Ron Asheton of The Stooges was found dead at his house in Michigan this week. He was one of the founding members and guitarist of the band . Police say he may have been dead for a number of days before he was found. The cause is said to be a heart attack. Iggy Pop left the following personal statement: “I am in shock. He was my best friend.”
In honour of Ron and The Stooges legacy, we are republishing the cover interview with the band from State’s July 2008 issue by Paul Byrne which charts the tumultuous relationship that existed between Ron and Iggy.
Nazi S&M photo shoots. Covering Madonna songs. Iggy Pop and lead Stooge Ron Asheton discuss their long strange trip to the top and their often strained relationship.

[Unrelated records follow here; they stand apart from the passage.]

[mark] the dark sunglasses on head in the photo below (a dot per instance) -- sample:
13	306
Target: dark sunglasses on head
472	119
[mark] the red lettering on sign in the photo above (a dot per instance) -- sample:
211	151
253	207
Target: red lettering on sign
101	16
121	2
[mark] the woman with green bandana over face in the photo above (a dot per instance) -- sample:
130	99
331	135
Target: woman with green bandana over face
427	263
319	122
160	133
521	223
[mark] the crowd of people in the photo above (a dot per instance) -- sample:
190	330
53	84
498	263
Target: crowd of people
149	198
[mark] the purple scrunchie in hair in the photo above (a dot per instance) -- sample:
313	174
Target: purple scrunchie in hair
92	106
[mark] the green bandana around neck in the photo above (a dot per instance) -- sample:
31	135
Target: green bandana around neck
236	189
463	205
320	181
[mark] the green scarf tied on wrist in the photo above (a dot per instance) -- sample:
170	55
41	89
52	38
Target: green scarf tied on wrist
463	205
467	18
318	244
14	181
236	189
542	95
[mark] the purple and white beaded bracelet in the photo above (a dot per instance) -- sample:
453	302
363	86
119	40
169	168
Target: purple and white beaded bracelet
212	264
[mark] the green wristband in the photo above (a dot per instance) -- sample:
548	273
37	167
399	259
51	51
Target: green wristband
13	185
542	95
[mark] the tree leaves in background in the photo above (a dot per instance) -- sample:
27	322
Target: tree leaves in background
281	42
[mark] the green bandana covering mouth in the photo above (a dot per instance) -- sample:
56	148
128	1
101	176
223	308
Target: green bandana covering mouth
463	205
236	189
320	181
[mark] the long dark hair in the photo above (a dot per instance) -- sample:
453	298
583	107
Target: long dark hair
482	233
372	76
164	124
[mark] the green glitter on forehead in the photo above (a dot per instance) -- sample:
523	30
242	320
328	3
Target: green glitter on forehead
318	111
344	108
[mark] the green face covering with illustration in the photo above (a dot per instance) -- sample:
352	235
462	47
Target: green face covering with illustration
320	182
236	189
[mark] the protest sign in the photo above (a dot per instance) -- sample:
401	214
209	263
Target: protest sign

Ron Asheton has got to be one of the most patient people in the world. Otherwise, Iggy Pop would be dead. Long ago. Today, with The Stooges finally getting the critical acclaim, and even enjoying monetary reward, the band’s two leading lights get on like a house on fire. It’s certainly a far cry from their early troubled history, when the man Rolling Stone voted the 29th Greatest Guitarist Of All Time was banished to bass by his old school friend just as the band released their second album, 1970’s Fun House.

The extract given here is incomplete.